I feel so alone. It hurts so much to know it was all lies. I try to have hope. I have my son. He’s kind and caring. I keep going for him and I always will. I know I have so much to do to fix myself. I need to be independent and able to support myself before even thinking about dating. But who will want me? My husband lost almost all interest in me after I gave birth. He told me I was big down there- his exact words. I gained a lot of weight after that. Sometimes I have hope that I”ll be happy and when I am I’ll find someone and have a healthy relationship. Then there are days, like today, when I have no hope.
I feel empty and lost and confused.

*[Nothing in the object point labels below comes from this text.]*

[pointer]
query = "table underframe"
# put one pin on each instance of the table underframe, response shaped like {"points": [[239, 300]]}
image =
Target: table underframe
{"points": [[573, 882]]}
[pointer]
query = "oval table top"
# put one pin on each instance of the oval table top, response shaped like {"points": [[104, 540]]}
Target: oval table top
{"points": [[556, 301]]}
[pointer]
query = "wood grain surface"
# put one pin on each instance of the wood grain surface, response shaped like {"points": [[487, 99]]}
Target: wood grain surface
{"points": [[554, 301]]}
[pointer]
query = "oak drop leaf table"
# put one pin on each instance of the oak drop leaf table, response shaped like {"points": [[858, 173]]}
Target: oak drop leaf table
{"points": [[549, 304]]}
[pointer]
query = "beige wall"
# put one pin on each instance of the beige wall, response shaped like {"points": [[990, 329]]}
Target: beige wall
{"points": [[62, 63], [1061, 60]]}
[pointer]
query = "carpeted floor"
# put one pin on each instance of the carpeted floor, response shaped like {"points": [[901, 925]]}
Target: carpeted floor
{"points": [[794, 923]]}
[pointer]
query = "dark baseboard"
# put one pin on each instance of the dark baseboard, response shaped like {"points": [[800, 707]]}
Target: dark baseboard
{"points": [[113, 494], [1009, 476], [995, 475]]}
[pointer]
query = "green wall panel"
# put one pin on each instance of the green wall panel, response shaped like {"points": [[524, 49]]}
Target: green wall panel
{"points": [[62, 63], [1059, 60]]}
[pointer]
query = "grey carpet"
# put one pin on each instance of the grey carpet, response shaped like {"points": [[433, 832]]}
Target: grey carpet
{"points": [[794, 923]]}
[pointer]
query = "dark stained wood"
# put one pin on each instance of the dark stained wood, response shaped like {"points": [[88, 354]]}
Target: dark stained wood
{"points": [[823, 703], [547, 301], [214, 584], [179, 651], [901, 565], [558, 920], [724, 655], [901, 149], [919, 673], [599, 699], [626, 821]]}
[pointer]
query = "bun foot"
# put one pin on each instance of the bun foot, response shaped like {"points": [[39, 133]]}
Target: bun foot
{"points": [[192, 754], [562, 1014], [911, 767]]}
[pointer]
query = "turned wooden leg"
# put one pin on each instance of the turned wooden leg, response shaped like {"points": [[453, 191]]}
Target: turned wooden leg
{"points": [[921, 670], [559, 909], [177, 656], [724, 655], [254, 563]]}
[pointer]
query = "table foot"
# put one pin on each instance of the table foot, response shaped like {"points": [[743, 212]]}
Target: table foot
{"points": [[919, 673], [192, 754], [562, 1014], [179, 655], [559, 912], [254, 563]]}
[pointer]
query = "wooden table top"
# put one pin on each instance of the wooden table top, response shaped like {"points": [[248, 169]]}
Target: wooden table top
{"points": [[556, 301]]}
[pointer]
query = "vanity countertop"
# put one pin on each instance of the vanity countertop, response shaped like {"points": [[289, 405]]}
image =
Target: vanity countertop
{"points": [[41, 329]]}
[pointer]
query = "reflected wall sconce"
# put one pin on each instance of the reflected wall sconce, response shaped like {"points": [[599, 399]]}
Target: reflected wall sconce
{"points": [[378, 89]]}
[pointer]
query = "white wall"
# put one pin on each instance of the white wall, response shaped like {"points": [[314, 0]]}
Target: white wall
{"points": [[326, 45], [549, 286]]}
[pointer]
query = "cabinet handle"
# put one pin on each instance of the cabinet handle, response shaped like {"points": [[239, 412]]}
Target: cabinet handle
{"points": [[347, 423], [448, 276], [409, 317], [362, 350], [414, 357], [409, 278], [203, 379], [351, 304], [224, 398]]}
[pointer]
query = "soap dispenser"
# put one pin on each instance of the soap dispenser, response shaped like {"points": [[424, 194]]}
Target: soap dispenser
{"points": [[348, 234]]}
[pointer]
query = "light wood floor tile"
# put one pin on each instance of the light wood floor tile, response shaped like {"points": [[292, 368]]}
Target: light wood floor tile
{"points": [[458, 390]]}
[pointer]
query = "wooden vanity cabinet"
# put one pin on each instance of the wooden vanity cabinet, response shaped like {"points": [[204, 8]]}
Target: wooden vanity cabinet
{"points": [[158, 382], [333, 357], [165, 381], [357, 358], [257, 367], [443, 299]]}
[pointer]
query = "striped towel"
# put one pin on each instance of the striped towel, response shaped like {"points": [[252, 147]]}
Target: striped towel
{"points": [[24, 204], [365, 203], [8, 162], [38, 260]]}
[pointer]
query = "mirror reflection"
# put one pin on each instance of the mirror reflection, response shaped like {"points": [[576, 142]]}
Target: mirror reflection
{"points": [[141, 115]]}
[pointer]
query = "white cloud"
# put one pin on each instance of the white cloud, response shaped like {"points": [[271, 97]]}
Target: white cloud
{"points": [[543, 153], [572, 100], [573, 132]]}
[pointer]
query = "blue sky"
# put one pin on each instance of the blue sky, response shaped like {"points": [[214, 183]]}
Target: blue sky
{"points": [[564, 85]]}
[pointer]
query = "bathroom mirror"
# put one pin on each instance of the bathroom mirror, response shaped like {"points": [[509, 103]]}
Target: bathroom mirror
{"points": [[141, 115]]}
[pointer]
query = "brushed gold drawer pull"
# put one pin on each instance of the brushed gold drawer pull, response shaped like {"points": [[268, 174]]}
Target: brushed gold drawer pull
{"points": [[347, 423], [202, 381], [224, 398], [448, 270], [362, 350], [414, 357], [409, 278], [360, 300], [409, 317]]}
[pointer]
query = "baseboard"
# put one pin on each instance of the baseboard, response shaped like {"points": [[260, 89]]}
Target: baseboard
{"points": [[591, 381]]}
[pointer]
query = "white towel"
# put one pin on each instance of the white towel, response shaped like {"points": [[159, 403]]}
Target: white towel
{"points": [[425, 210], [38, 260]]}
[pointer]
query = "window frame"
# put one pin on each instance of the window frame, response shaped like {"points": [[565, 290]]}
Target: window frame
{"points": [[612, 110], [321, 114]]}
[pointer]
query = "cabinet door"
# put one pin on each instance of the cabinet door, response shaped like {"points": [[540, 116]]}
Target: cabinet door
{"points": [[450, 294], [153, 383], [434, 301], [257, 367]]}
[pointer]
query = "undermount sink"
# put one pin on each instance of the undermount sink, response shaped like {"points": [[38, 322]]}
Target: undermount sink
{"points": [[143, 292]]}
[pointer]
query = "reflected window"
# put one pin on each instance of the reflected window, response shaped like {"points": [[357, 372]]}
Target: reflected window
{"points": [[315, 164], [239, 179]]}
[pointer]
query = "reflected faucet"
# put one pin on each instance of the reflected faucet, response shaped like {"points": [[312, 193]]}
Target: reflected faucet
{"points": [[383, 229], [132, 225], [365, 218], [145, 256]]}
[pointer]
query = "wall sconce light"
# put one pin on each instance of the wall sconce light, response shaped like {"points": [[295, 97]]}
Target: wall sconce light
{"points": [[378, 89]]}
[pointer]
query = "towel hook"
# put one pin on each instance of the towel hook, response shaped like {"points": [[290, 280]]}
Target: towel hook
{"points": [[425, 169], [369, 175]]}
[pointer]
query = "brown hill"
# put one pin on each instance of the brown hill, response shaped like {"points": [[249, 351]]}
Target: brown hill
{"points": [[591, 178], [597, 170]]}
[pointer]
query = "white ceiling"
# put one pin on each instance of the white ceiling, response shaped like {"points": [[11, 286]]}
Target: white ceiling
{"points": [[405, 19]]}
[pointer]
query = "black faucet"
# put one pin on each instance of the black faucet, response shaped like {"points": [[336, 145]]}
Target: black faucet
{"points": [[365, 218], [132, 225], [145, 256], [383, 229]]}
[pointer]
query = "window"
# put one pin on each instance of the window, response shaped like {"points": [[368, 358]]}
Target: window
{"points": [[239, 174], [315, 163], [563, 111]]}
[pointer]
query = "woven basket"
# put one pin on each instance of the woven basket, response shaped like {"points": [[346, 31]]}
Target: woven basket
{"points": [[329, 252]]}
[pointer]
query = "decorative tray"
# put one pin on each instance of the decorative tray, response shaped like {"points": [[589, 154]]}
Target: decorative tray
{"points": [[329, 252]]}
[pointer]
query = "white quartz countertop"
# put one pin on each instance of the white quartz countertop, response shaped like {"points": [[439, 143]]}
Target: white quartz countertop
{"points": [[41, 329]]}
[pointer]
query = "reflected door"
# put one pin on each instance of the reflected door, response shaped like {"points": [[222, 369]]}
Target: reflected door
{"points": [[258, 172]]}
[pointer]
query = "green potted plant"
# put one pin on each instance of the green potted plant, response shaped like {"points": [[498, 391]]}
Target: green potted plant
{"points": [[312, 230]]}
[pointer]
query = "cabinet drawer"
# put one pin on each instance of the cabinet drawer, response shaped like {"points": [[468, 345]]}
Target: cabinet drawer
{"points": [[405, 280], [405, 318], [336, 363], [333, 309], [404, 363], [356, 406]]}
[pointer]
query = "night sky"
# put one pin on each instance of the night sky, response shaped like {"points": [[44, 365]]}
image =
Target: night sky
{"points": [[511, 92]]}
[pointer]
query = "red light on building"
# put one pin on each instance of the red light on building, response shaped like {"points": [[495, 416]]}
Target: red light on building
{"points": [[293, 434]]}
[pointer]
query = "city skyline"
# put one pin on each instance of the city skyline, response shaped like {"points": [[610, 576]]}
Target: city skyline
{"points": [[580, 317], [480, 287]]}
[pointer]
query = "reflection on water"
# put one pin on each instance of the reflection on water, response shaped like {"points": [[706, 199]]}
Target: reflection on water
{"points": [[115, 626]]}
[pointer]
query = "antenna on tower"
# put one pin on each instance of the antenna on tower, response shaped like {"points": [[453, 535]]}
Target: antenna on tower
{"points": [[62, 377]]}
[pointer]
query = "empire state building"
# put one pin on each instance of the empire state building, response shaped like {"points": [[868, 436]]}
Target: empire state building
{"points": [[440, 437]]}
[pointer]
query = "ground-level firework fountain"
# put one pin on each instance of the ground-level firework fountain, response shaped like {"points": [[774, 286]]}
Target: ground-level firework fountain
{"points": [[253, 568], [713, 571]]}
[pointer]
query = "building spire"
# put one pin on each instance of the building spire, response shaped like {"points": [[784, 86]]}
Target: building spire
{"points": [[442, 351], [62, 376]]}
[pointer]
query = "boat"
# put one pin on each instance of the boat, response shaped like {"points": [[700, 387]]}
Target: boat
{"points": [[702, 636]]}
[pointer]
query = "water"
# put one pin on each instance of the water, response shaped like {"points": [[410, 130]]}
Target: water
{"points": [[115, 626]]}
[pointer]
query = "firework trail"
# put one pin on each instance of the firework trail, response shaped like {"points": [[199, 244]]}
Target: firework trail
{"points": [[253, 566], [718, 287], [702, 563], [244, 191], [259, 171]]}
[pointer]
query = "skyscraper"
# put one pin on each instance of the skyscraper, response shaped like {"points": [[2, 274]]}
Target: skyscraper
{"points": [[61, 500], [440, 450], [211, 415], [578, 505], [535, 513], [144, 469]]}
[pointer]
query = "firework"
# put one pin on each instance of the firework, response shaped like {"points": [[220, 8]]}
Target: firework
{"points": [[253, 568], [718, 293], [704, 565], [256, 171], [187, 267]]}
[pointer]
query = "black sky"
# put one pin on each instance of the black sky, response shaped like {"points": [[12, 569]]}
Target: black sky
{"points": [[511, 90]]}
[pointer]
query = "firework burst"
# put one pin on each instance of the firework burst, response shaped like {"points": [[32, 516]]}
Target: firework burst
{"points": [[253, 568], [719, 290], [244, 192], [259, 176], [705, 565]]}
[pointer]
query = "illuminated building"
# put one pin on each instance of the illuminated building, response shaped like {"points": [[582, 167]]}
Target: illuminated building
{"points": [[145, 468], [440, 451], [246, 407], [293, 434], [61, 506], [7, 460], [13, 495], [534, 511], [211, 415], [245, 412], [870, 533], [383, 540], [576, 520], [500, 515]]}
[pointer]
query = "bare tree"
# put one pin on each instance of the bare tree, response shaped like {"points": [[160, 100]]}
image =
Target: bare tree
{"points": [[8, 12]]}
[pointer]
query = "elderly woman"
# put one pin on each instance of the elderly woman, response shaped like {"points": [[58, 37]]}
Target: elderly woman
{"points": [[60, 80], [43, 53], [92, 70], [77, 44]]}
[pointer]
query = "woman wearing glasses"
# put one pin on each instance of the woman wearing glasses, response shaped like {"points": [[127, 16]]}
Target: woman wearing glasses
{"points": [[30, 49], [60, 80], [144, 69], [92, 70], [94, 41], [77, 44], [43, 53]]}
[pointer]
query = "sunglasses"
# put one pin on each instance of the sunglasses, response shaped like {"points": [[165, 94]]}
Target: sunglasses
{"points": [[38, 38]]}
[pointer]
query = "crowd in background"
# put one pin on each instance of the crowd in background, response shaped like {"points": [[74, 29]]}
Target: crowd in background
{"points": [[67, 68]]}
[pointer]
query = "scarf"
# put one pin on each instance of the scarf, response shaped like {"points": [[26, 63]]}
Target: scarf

I have issues that caused me to believe him when my gut said not to and then to go into denial. I’m working on that.
Knowing what I know now, if I got into the same kind of relationship or kept contact with my x it would be my responsibility. But, is it my responsibility that he saw an opportunity and took it through lies, manipulation and intimidation? Is it my responsibility he emotionally raped me? If I could have seen it and stopped it I would have. Now my son has to live with this because I couldn’t see it.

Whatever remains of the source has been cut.